Powered By Blogger

Senin, 09 Juli 2012

Is It Love or Like? PART 5

. . . . . . . . . . .

"Panda mencarimu...."
Apa? Billy mencariku? Apakah dia ingin hatiku hancur karena ditinggal pergi lagi dengan sahabatnya? Aku tak menjawab perkataan Joe tadi. Aku cukup waras untuk tidak datang ke bandara melepas kepergian Billy, sahabatku yang 'mungkin' tak akan pernah kutemui lagi. Aku tidak mau menangis di bandara itu. Aku tidak mau orang-orang melihatku menangisi kepergian sahabatku itu -untuk yang kedua kalinya-. Aku menutup teleponku yang masih tersambung dengan Joe. Lalu aku mulai membaringkan tubuhku di tempat tidurku dan mulai memejamkan mataku untuk tidur lagi. Hari ini hari Sabtu, tapi rasanya aku tak punya semangat untuk menikmati weekendku ini.

Pukul 09.00, aku terbangun saat ibuku mengguncangkan tubuhku pelan dan memaksaku untuk bangun. Aku mengerjapkan mataku, membiasakan cahaya matahari yang masuk ke mataku. Ibuku tersenyum sambil memberikan sebuah kotak berpita biru muda yang manis. Aku menatap bingung tepat ke hadiah yang ada ditangan ibuku itu.
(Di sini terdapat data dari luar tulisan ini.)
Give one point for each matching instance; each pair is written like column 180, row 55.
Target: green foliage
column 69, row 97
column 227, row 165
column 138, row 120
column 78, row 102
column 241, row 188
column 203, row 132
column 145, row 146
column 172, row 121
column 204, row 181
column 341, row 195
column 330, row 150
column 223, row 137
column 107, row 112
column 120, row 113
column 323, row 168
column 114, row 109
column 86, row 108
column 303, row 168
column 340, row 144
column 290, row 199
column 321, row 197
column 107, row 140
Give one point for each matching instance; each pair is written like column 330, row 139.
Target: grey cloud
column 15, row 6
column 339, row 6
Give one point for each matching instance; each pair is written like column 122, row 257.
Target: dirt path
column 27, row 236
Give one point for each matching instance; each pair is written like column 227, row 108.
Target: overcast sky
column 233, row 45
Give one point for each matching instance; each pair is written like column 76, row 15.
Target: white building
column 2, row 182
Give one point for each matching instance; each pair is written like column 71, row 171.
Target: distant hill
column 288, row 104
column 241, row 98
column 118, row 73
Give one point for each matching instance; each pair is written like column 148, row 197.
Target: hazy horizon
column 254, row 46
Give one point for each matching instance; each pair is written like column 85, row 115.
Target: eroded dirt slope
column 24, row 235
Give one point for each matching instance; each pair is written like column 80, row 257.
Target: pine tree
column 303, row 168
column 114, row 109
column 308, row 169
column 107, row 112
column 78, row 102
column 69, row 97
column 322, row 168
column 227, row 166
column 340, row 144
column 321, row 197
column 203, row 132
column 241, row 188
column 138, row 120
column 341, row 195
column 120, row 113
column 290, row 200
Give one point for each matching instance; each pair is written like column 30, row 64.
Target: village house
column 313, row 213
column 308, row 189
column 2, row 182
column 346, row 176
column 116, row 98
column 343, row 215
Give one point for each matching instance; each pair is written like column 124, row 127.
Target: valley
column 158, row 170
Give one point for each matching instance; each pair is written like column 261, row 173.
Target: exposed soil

Siapa yang memberi hadiah semanis ini. Tapi aku masih belum tau apa isi kotak berpita biru muda itu. Tanpa aba-aba, aku mengambil hadiah itu dan menaruhnya di atas pangkuanku.
"Bu, dari siapa?" tanyaku bingung menatap ibuku.
"Eeemmmm..... buka aja. Mungkin disana ada nama pengirimnya." jawab ibuku santai. Aku tau, pasti ibu tau siapa yang memberikan hadiah ini.
"Ibu nih, sok misterius banget." kataku sambil membuka hadiah itu perlahan.

Apa ini? Fotoku dan Billy waktu kecil, lollypop, pita kecil berwarna biru muda, jepitan berwarna biru muda bermotif bintang-bintang dan juga ada secarik kertas berwarna biru muda yang berisikan kalimat bertinta hitam....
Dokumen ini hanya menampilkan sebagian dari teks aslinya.